Guardé el preciado y prohibido bien dentro del forro de mi abrigo y lo apreté contra mi pecho. Mi primer libro nuevo. Mi primer objeto nuevo. Sólo tenía que deslizarlo en el cajón del ático sin despertar las sospechas del señor Hamilton o confirmar las de Myra. Obligué a los guantes a volver a cubrir mis dedos entumecidos, contemplé con ojos entrecerrados el resplandor helado de la calle y emprendí el camino, chocando de frente con una joven dama que se dirigía a la entrada cubierta por el toldo.

– Oh, perdóneme -declaró, sorprendida-. ¡Qué torpe soy!

Cuando la miré, mis mejillas ardieron: era Hannah.

– Espere… -pidió un poco desconcertada-. La conozco… usted trabaja para mi abuelo.

– Sí, señorita. Soy Grace, señorita.

– Grace.

Mi nombre fluyó de sus labios.

– Sí, señorita. -Debajo del abrigo, mi corazón tamborileaba sobre el libro.

Ella se aflojó la bufanda azul dejando a la vista un retazo de piel blanca como la nieve.

– Una vez nos salvaste de morir a manos de la poesía romántica.

– Sí, señorita.

Hannah miró hacia la calle, donde el viento gélido transformaba el aire en aguanieve, e involuntariamente se estremeció de frío.

– Hace un día muy desapacible para salir.

– Sí, señorita -respondí.

– No me hubiera atrevido a desafiar este clima -añadió, mirándome con las mejillas congestionadas- si no hubiera acordado una lección de música adicional.

– Tampoco yo, señorita, si no tuviera que recoger el pedido de la señora Townsend. Hojaldres para el almuerzo de Año Nuevo.

Hannah observó mis manos vacías, y luego el lugar del que yo había salido.

– Un extraño sitio para comprar dulces.

Seguí su mirada. En la placa metálica de la puerta negra se leía «Señora Dove, Escuela de Secretarias». Traté de encontrar una respuesta. Nada podía explicar mi presencia en ese lugar. Nada, excepto la verdad. No podía arriesgarme a que descubrieran lo que había comprado. El señor Hamilton había dejado bien claras las normas respecto al material de lectura. Pero ¿qué otra cosa podía decir? Corría el riesgo de perder mi puesto si Hannah le decía a lady Violet que yo recibía clases sin autorización.

Antes de que pudiera inventar una excusa, Hannah se aclaró la voz y jugueteó con un paquete envuelto en papel manila.

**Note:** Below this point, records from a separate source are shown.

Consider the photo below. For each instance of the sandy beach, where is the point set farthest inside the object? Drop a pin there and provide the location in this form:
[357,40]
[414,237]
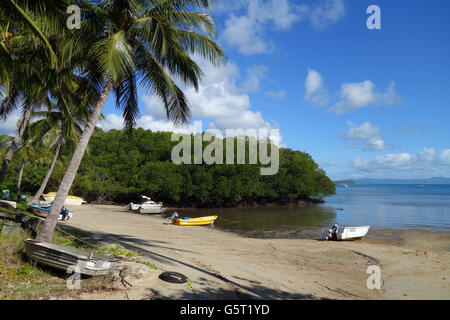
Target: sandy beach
[414,264]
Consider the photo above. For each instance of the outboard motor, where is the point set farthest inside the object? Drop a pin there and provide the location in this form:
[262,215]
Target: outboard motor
[331,234]
[173,216]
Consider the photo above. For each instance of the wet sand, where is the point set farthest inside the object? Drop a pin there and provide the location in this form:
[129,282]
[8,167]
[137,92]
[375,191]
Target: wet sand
[414,264]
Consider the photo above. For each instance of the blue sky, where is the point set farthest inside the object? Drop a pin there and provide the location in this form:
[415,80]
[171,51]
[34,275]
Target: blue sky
[363,103]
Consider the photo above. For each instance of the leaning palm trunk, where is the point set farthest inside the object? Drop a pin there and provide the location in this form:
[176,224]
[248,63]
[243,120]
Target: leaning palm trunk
[49,172]
[46,233]
[19,180]
[15,143]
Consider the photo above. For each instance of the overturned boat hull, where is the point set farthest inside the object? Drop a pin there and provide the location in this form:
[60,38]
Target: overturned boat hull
[69,259]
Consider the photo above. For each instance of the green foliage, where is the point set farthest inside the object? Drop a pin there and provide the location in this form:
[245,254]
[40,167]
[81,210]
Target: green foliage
[122,166]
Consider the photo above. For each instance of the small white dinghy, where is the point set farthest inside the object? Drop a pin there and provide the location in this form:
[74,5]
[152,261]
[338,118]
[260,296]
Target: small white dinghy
[347,233]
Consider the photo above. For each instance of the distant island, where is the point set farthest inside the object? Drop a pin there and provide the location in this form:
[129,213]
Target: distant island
[347,182]
[434,180]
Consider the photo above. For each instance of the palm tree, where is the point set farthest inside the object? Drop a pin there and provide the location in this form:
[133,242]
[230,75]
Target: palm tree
[62,125]
[26,153]
[33,17]
[29,80]
[124,42]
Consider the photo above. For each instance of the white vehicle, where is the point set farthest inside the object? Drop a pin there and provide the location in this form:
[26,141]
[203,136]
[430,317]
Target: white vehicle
[347,233]
[147,206]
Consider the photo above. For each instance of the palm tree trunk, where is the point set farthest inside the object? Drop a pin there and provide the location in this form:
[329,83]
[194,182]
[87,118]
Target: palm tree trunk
[19,180]
[15,143]
[46,233]
[50,170]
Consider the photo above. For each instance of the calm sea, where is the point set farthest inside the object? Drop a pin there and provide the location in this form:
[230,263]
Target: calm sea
[380,206]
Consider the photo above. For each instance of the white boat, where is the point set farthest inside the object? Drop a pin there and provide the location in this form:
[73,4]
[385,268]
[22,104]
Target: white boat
[43,209]
[148,206]
[347,233]
[70,200]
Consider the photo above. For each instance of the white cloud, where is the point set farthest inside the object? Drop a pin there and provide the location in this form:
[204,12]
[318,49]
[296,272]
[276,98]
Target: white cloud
[315,91]
[366,136]
[427,161]
[248,23]
[219,101]
[325,13]
[254,76]
[351,96]
[358,95]
[9,126]
[114,121]
[279,94]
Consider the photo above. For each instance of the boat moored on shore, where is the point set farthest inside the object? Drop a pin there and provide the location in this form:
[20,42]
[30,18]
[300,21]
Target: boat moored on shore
[70,200]
[347,233]
[42,209]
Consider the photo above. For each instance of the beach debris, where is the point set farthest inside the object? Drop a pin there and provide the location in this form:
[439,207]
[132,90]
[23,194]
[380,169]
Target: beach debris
[173,277]
[63,257]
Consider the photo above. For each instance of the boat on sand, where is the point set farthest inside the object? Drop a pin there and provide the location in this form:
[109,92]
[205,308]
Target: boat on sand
[147,206]
[69,259]
[186,221]
[346,233]
[70,200]
[42,210]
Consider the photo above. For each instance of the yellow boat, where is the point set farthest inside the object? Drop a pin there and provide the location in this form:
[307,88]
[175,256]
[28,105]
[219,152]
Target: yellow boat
[194,221]
[70,200]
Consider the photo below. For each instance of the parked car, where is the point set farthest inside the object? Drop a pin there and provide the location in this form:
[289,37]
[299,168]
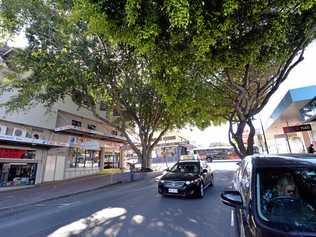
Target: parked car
[186,178]
[274,196]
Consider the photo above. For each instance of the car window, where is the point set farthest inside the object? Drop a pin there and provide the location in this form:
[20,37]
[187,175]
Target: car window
[286,198]
[245,181]
[186,167]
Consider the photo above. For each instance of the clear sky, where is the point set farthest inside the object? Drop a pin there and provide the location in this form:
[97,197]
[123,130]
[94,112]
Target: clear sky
[302,75]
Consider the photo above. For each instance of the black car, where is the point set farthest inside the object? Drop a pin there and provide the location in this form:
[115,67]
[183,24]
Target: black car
[186,178]
[274,196]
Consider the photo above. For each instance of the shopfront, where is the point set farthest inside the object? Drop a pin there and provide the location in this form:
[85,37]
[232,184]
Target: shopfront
[18,167]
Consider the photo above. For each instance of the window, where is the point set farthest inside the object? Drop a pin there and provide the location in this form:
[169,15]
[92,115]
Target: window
[35,136]
[9,131]
[81,158]
[18,132]
[115,113]
[286,198]
[103,107]
[92,126]
[75,123]
[28,134]
[12,174]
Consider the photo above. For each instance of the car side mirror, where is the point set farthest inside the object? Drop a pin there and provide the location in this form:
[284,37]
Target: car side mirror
[165,171]
[231,198]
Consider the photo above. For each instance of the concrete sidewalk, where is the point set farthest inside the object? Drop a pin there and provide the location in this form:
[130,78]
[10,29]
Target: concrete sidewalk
[10,200]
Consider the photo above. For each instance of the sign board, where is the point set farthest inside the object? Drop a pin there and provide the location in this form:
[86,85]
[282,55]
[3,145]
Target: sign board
[298,128]
[11,153]
[90,145]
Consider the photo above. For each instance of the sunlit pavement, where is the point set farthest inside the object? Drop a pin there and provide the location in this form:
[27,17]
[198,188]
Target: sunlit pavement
[128,210]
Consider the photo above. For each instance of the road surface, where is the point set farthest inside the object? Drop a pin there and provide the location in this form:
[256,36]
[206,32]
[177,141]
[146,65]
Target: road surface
[133,209]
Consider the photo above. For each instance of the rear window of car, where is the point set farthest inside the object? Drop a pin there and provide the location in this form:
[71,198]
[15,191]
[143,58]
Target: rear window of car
[286,198]
[186,167]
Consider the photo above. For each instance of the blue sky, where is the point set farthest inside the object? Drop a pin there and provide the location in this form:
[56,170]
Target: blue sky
[302,75]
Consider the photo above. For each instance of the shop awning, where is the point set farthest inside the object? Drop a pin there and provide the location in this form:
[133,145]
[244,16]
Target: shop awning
[70,129]
[23,141]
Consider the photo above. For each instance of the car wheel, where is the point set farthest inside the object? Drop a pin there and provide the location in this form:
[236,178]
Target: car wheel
[212,180]
[201,191]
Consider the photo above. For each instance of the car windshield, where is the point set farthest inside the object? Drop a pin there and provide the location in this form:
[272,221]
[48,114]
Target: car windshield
[186,167]
[286,198]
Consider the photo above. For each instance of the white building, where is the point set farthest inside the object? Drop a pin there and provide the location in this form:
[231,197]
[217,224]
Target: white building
[40,145]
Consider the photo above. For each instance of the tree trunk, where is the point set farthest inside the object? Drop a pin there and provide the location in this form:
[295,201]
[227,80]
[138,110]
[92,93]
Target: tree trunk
[236,138]
[145,158]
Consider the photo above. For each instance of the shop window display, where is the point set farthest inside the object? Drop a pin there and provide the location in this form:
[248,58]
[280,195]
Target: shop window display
[81,158]
[17,174]
[111,161]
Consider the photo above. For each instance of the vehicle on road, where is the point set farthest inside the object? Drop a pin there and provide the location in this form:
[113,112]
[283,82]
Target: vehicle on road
[187,178]
[274,196]
[216,153]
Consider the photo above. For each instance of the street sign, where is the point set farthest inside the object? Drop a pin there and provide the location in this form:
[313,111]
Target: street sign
[298,128]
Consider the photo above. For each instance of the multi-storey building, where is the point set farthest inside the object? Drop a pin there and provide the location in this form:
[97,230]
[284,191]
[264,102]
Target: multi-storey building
[41,144]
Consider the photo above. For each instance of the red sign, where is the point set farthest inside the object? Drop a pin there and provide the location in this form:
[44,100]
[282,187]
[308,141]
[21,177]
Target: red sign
[299,128]
[11,153]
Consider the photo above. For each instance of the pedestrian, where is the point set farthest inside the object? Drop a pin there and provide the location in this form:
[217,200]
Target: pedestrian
[311,149]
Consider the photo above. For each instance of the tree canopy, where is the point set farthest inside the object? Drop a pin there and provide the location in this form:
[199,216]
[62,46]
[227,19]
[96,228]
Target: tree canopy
[66,59]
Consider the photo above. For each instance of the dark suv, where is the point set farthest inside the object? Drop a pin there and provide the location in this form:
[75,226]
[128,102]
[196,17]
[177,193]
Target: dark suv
[275,196]
[186,178]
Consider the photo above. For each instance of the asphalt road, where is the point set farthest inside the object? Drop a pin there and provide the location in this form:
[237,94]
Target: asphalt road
[134,209]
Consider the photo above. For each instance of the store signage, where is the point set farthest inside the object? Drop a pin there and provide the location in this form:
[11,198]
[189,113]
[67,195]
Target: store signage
[11,153]
[90,145]
[299,128]
[31,140]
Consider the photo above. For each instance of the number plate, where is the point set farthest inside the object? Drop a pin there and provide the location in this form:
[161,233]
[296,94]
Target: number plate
[172,190]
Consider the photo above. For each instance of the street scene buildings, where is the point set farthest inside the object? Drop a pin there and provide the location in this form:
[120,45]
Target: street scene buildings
[157,118]
[43,145]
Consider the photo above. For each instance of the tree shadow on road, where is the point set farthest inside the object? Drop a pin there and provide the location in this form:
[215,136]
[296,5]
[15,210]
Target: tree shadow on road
[165,217]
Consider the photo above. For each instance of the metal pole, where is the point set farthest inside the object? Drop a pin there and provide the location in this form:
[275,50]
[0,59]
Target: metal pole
[264,136]
[287,138]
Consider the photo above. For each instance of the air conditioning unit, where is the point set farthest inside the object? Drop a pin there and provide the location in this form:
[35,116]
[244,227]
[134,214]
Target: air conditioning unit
[2,129]
[19,132]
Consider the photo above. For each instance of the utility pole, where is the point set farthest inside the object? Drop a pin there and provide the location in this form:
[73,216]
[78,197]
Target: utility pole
[264,136]
[287,138]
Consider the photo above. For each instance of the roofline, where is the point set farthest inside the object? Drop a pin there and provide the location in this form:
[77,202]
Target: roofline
[292,96]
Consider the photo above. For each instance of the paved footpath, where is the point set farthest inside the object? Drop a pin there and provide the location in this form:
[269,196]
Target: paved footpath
[126,210]
[11,200]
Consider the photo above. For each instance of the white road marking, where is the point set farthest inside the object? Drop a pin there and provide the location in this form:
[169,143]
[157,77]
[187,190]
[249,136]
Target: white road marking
[232,222]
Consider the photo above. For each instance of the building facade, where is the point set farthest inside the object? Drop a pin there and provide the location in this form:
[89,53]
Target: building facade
[292,124]
[42,145]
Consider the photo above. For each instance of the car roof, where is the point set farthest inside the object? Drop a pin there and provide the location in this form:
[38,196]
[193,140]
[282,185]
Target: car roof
[187,161]
[284,160]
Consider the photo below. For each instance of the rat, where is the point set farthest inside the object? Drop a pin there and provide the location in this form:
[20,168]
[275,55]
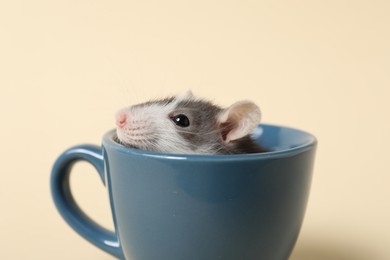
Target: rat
[185,124]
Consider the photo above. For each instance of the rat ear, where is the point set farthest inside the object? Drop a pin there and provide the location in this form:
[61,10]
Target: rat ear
[238,120]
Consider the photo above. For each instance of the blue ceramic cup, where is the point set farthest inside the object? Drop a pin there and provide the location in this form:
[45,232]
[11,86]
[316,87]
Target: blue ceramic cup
[195,207]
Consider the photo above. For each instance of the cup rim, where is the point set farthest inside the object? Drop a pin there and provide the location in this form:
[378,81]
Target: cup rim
[109,142]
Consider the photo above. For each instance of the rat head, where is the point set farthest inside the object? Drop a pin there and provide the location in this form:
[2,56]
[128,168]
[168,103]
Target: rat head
[187,125]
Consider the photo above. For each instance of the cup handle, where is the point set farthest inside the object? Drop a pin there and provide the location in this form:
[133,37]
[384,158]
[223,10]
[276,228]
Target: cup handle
[67,206]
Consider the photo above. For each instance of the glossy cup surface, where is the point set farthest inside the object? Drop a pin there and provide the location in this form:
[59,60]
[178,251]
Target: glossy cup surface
[247,206]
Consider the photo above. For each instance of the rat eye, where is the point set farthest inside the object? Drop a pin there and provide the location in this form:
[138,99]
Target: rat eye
[181,120]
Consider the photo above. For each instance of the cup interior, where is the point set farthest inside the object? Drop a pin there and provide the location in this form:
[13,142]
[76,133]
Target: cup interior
[277,140]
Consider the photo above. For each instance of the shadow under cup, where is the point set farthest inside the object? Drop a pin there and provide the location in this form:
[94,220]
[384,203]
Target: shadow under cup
[199,207]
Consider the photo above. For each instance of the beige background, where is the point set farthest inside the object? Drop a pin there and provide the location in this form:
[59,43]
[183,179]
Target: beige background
[322,66]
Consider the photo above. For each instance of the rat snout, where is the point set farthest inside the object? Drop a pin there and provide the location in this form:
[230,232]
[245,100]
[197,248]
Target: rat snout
[121,119]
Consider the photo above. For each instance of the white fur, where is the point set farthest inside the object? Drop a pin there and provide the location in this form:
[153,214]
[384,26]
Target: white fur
[150,128]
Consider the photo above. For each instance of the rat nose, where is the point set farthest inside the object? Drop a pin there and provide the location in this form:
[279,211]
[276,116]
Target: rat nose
[121,119]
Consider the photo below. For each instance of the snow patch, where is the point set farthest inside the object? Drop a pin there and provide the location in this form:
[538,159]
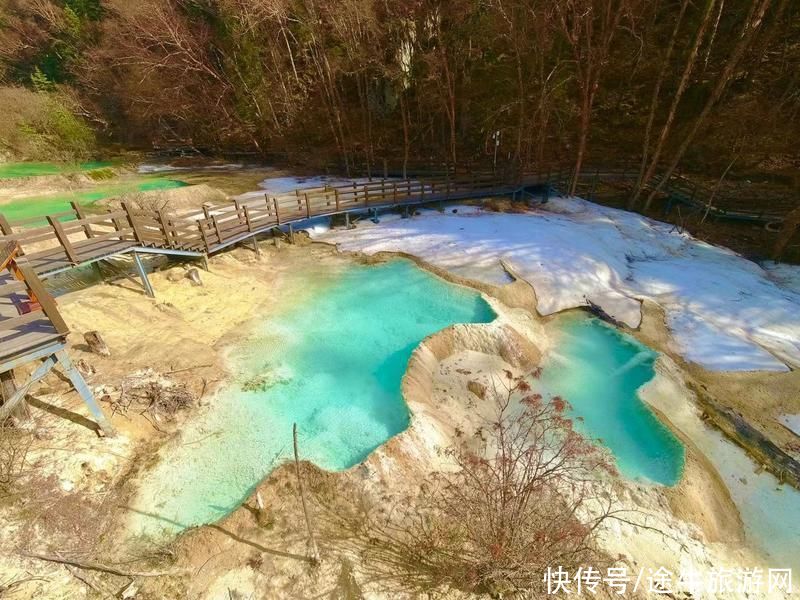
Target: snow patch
[725,312]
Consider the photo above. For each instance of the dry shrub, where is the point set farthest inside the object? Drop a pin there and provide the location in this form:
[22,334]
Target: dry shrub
[505,205]
[529,493]
[152,396]
[15,443]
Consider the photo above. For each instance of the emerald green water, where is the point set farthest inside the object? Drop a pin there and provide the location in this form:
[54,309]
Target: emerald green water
[35,169]
[35,206]
[333,365]
[598,370]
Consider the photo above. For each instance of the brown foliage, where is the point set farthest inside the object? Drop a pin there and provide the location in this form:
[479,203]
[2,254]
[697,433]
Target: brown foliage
[528,492]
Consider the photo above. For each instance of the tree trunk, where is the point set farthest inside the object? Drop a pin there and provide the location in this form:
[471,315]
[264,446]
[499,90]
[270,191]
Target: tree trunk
[96,343]
[654,107]
[666,129]
[8,386]
[749,30]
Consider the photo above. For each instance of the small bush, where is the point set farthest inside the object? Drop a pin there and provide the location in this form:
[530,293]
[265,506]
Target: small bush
[43,125]
[15,443]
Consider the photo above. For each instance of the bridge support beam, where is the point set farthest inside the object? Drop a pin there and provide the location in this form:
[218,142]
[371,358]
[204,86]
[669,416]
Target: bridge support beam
[52,356]
[148,289]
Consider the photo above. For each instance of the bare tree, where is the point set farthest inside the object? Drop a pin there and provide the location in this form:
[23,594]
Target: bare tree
[589,27]
[528,492]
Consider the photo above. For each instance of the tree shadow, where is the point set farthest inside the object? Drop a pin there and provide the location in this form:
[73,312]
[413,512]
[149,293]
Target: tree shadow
[63,413]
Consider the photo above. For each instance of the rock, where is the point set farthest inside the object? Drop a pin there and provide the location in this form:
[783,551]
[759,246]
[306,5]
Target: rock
[175,275]
[96,343]
[193,275]
[85,368]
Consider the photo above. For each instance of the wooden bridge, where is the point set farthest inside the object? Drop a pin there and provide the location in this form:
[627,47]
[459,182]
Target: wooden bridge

– Bueno… -dijo. La palabra quedó suspendida en el aire, entre nosotras dos.

Esperé apesadumbrada la acusación que sobrevendría.

Hannah cambió de lugar, enderezó el cuello y me miró de frente. Permaneció así un momento y por fin habló.

– Bueno, Grace -declaró con firmeza-, por lo que parece cada una de nosotras tiene un secreto.

Me quedé tan atónita que al principio no pude responder. Mi nerviosismo me había impedido comprender que ella se sentía igual que yo. Tragué saliva, y aferré el borde de mi oculta carga.

– Señorita…

Ella asintió y luego hizo algo que me confundió: se acercó a mí y tomó vehementemente mi mano.

– Te felicito, Grace.

– ¿En serio, señorita?

– Lo sé, porque he hecho lo mismo -confesó señalando su paquete y me dirigió una mirada emocionada-. Aquí no hay partituras, Grace.